Councils to be reassessed for business rates shakeup


Levels of need in council areas will be re-evaluated as part of the planned devolution of business rates to authorities, it has been revealed.

Stuart Hoggan, deputy director of local government finance reform and settlement, confirmed a new way to assess need would be developed as part of the redistribution system for retention and called on his department to help with the development of the new system.

The move comes after George Osborne unveiled a radical new business rates system that will see councils gain full control over rates in their area by 2020. While the changes will allow councils to benefit by keeping the money from any increase in business rate profits, the Government will be withdrawing its support top-up grant.

Critics have warned economic inequality could increase

Some commentators have voiced their concerns that the business rates overhaul will allow wealthy councils with high demand for new business to make even greater profits, while those with less demand or lack space for development will see their spending power drop.

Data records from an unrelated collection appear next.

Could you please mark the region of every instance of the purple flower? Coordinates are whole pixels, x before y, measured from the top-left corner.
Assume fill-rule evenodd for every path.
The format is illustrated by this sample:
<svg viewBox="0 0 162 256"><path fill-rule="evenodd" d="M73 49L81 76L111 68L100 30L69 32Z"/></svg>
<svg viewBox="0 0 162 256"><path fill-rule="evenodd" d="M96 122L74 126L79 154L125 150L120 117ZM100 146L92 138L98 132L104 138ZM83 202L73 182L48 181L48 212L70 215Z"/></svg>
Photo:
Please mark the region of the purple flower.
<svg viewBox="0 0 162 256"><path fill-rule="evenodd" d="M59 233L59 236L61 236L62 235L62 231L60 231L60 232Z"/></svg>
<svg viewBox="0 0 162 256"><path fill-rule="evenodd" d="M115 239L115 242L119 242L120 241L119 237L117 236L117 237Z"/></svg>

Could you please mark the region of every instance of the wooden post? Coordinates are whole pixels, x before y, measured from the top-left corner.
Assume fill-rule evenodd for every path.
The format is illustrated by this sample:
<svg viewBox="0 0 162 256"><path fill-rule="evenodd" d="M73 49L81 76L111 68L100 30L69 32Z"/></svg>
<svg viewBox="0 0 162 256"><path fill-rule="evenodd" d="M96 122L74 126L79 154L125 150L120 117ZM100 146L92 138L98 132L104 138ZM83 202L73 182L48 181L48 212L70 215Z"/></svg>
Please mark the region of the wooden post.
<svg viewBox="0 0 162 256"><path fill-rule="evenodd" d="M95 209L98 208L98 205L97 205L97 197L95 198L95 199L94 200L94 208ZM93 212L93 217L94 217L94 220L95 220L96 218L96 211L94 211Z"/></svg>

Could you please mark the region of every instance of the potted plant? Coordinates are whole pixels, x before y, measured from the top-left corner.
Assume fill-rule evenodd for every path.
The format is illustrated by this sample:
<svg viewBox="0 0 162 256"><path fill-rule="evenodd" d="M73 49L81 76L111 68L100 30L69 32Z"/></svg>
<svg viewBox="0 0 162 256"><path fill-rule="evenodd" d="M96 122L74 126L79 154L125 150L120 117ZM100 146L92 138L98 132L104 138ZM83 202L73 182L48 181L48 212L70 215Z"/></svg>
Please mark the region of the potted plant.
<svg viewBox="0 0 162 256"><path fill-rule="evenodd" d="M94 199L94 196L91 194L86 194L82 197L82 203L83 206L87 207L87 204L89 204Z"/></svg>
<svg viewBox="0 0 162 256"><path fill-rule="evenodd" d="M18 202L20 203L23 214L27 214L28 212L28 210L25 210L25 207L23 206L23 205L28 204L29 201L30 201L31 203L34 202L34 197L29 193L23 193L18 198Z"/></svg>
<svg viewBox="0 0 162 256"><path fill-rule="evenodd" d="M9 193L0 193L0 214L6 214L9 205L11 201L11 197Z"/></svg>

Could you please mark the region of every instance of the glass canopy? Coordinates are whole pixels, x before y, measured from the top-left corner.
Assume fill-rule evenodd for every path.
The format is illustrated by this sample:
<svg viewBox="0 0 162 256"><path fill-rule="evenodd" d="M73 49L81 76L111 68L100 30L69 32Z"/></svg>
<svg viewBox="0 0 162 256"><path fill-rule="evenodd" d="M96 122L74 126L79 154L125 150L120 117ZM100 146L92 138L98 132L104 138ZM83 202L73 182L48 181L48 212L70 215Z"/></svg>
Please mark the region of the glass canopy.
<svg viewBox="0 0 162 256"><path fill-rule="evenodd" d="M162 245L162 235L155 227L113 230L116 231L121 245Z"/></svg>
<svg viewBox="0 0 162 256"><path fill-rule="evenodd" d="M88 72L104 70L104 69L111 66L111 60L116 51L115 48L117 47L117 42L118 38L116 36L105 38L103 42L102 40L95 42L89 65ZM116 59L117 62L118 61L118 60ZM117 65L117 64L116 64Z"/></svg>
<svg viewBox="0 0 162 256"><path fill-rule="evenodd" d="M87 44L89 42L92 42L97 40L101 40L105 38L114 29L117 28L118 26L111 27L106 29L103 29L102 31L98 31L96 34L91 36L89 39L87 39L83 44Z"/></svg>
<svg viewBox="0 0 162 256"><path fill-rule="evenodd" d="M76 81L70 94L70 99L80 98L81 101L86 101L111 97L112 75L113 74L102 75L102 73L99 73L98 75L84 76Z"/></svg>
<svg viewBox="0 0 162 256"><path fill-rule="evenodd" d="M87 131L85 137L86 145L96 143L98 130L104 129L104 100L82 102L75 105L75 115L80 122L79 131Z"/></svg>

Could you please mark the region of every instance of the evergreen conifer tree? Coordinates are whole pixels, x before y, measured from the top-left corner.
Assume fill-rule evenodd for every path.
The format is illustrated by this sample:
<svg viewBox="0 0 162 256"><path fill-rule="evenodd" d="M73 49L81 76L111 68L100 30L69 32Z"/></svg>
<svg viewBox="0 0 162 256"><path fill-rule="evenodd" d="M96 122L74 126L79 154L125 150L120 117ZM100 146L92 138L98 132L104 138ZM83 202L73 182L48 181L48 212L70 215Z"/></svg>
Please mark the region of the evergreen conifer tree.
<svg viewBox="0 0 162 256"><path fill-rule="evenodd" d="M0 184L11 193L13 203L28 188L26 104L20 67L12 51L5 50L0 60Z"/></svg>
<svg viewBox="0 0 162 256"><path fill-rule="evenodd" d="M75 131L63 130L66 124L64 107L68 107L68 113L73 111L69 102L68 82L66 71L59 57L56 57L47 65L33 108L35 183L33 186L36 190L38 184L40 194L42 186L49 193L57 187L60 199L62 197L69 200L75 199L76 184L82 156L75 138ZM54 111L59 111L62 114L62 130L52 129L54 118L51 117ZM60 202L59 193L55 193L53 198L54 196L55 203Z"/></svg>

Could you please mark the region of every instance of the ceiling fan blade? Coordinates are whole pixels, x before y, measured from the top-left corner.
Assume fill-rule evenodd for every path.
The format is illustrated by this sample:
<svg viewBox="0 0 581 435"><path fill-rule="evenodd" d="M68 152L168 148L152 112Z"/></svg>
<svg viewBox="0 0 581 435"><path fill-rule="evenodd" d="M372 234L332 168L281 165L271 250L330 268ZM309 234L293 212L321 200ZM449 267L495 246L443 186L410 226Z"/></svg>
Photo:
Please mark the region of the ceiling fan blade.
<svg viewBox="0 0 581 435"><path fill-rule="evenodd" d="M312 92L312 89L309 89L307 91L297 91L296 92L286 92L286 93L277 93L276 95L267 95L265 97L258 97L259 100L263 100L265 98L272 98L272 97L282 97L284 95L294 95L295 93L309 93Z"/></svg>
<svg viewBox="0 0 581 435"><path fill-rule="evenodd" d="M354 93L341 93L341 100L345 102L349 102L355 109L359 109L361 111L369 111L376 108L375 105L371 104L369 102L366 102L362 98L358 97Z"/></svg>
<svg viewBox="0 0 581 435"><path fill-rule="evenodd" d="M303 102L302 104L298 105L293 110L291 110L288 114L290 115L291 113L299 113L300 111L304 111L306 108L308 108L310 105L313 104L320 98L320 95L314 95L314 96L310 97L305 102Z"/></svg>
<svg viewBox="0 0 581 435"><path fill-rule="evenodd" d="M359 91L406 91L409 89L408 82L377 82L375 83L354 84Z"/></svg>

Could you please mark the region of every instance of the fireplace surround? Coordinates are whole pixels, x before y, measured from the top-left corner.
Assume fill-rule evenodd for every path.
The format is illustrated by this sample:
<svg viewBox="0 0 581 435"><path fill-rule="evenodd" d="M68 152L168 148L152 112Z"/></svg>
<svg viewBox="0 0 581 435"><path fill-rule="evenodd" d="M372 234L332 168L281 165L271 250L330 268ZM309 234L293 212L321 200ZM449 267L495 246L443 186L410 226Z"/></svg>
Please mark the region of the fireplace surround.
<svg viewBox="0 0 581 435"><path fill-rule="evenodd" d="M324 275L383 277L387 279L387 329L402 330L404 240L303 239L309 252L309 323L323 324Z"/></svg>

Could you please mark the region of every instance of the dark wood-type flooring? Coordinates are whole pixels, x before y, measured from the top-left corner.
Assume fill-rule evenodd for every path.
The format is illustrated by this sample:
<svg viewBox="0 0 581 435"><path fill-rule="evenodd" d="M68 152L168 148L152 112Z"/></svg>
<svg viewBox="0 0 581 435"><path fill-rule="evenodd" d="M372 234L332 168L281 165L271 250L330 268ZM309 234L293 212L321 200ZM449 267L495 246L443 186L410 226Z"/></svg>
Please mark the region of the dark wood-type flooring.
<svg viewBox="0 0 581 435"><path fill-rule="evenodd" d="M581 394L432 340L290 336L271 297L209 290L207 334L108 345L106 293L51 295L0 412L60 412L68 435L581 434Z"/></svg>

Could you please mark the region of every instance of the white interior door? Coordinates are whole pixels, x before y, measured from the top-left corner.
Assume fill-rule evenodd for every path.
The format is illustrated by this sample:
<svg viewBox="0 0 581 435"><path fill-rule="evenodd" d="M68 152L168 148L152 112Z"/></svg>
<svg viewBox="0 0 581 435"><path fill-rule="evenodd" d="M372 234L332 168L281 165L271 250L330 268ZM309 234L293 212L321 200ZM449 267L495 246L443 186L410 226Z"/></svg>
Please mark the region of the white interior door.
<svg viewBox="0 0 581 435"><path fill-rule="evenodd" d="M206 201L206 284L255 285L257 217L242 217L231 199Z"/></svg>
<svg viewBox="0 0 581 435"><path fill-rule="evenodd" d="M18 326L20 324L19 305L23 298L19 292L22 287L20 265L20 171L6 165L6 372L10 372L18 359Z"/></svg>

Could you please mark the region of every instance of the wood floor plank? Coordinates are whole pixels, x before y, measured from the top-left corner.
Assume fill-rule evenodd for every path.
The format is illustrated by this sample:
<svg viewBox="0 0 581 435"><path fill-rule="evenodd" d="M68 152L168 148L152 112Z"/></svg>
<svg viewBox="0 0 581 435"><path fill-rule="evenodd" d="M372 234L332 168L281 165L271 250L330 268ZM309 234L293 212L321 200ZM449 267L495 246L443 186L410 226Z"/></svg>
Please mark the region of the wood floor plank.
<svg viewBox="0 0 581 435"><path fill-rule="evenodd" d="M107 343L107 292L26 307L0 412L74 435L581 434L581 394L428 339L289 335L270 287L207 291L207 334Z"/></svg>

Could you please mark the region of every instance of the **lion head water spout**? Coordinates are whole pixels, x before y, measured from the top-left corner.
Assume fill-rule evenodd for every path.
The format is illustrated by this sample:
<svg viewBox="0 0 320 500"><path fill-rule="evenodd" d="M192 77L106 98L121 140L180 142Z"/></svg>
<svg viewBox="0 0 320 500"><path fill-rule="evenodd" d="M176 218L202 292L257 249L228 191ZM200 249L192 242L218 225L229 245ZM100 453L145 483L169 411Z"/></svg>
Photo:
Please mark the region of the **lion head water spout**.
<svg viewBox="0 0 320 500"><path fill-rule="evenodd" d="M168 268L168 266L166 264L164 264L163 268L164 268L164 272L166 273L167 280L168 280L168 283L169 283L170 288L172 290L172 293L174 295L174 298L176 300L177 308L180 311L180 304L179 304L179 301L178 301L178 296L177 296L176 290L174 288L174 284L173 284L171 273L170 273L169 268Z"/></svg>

Frances O’Grady, General Secretary of the British Trades Union Congress, said that the communities in most need investment are those with the weakest business revenue base.

Business rates devolution will not help British industry according to major commerce groups. The British Retail Consortium (BRC), Confederation of British Industry and the Association of Convenience Retailers have all spoken out against the proposed changes, with the BRC describing them as a “great panacea” to the government’s many inequities.

A way of measuring relative needs and resources needs to be introduced

The full devolution of business rates will see government rates end as well as additional responsibilities passed to town halls to make the switch financially neutral. Total revenue support grant for 2016/17 is estimated to be nearly £7.2 billion, while total business rate revenue is around £26 billion.

Speaking at the Local Government Association’s annual local government finance conference, Hoggan said a new way of measuring need would be developed to account for the fact that “the instance of business rates is different from the instance of need to spend”.

He added: “There’s a future proofing issue there – we will have a position at day one in the system, but when do we return to reset the needs baseline, and how responsive is that over time?”

“The other side of the coin to being responsive to changes in need is the continuing incentive that you see from business rates growth, so there’s a balance between needs and incentive there that needs to be struck.”

The current system of local retention may become redundant

The baseline for the current system of local retention of half of business rate growth was set in April 2013. A system of top ups and tariffs based on council’s formula grant allocations was introduced to ensure a fair starting point for all authorities. These were reviewed at regular intervals and reset accordingly.

Hoggan said the way resets would work in a fully localised system was also an open issue and it was not yet possible to guarantee that full-scale resets would take place under the new scheme.

He added: “The commitment is to 100% retention to the sector as a whole, but it’s not out of the question that it would be the right thing to do a re-allocation periodically. But there may be other ways of doing this that don’t require these big resets, and that’s the thinking we want to do with you.”